From 3054b5017ec3fbe5c027a2e355e4f5bdfa1cc2fa Mon Sep 17 00:00:00 2001
From: Olivier Houchard <[email protected]>
Date: Wed, 5 Apr 2017 22:50:59 +0200
Subject: [PATCH 4/6] MINOR: doc: document the -x flag

---
doc/haproxy.1 | 8 +++++++-
doc/management.txt | 5 +++++
2 files changed, 12 insertions(+), 1 deletion(-)

diff --git a/doc/haproxy.1 b/doc/haproxy.1
index 0a1b2f5..91f58a3 100644
--- a/doc/haproxy.1
+++ b/doc/haproxy.1
@@ -6,7 +6,7 @@ HAProxy \- fast and reliable http reverse proxy and load balancer

.SH SYNOPSIS

-haproxy \-f <configuration\ file|dir> [\-L\ <name>] [\-n\ maxconn] [\-N\ maxconn] [\-C\ <dir>] [\-v|\-vv] [\-d] [\-D] [\-q] [\-V] [\-c] [\-p\ <pidfile>] [\-dk] [\-ds] [\-de] [\-dp] [\-db] [\-dM[<byte>]] [\-m\ <megs>] [{\-sf|\-st}\ pidlist...]
+haproxy \-f <configuration\ file|dir> [\-L\ <name>] [\-n\ maxconn] [\-N\ maxconn] [\-C\ <dir>] [\-v|\-vv] [\-d] [\-D] [\-q] [\-V] [\-c] [\-p\ <pidfile>] [\-dk] [\-ds] [\-de] [\-dp] [\-db] [\-dM[<byte>]] [\-m\ <megs>] [\-x <unix_socket>] [{\-sf|\-st}\ pidlist...]

.SH DESCRIPTION

@@ -155,6 +155,12 @@ which receive this signal will terminate immediately, closing all active
sessions. This option must be specified last, followed by any number of
PIDs. Technically speaking, \fBSIGTTOU\fP and \fBSIGTERM\fP are sent.

+.TP
+\f8\-x <unix_socket>\fP
+Attempt to connect to the unix socket, and retrieve all the listening sockets
+from the old process. Those sockets will then be used if possible instead of
+binding new ones.
+
.SH LOGGING
Since HAProxy can run inside a chroot, it cannot reliably access /dev/log.
For this reason, it uses the UDP protocol to send its logs to the server,
diff --git a/doc/management.txt b/doc/management.txt
index 1d34f84..3368277 100644
--- a/doc/management.txt
+++ b/doc/management.txt
@@ -277,6 +277,11 @@ list of options is :
-vv : display the version, build options, libraries versions and usable
pollers. This output is systematically requested when filing a bug report.
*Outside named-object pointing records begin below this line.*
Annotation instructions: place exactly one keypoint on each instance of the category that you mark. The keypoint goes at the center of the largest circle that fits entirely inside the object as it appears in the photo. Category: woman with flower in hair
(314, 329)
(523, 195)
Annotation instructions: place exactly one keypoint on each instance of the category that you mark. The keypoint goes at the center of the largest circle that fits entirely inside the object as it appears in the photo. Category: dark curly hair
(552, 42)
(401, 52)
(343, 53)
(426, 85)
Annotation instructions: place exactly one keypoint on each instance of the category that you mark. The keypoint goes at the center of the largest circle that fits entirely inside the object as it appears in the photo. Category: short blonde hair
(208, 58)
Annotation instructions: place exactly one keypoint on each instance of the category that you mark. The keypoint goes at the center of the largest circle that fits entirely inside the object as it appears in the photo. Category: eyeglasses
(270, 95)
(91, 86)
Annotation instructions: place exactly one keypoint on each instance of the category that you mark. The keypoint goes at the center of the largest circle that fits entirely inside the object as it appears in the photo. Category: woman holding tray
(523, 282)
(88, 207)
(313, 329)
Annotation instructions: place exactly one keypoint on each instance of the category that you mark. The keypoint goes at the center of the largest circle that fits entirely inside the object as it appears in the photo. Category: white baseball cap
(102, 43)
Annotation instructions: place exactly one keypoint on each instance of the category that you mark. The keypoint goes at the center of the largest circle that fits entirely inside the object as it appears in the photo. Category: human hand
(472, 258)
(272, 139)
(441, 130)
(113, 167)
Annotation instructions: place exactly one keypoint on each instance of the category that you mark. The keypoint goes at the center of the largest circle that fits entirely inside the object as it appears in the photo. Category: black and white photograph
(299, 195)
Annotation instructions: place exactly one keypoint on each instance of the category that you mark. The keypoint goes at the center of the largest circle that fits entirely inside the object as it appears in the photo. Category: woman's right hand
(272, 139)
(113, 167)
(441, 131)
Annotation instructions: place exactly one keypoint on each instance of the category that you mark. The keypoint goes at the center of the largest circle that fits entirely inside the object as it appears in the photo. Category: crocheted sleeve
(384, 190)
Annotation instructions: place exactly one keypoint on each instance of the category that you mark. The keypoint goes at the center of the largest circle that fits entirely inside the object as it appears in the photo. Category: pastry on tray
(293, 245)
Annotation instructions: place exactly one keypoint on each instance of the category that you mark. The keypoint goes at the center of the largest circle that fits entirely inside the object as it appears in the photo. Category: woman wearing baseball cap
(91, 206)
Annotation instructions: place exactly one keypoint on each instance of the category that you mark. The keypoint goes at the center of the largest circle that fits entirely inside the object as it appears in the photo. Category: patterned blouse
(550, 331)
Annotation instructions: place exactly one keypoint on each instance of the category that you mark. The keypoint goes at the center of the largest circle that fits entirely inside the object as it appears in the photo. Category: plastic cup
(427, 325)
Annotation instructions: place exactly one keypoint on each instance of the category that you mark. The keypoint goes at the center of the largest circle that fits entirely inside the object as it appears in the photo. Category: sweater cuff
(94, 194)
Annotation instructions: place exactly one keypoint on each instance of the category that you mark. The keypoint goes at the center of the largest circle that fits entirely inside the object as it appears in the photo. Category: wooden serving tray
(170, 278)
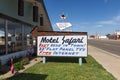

+ -x <unix_socket> : connect to the specified socket and try to retrieve any
+ listening sockets from the old process, and use them instead of trying to
+ bind new ones. This is useful to avoid missing any new connection when
+ reloading the configuration on Linux.
+
A safe way to start HAProxy from an init file consists in forcing the daemon
mode, storing existing pids to a pid file and using this pid file to notify
older processes to finish before leaving :
--
2.9.3

From 427c414e0b8bb2ba4463d549d63f74027d3f0e7e Mon Sep 17 00:00:00 2001
From: Olivier Houchard <[email protected]>
Date: Thu, 6 Apr 2017 01:05:05 +0200
Subject: [PATCH 5/6] MINOR: proxy: Don't close FDs if not our proxy.

When running with multiple process, if some proxies are just assigned
to some processes, the other processes will just close the file descriptors
for the listening sockets. However, we may still have to provide those
sockets when reloading, so instead we just try hard to pretend those proxies
are dead, while keeping the sockets opened.
---
include/proto/fd.h | 5 +++++
include/proto/listener.h | 5 +++++
include/proto/proxy.h | 1 +
src/fd.c | 21 +++++++++++++++++--
src/haproxy.c | 11 +++++++++-
src/listener.c | 33 ++++++++++++++++++++++--------
src/proxy.c | 52 ++++++++++++++++++++++++++++++++++++++++++++++++
7 files changed, 117 insertions(+), 11 deletions(-)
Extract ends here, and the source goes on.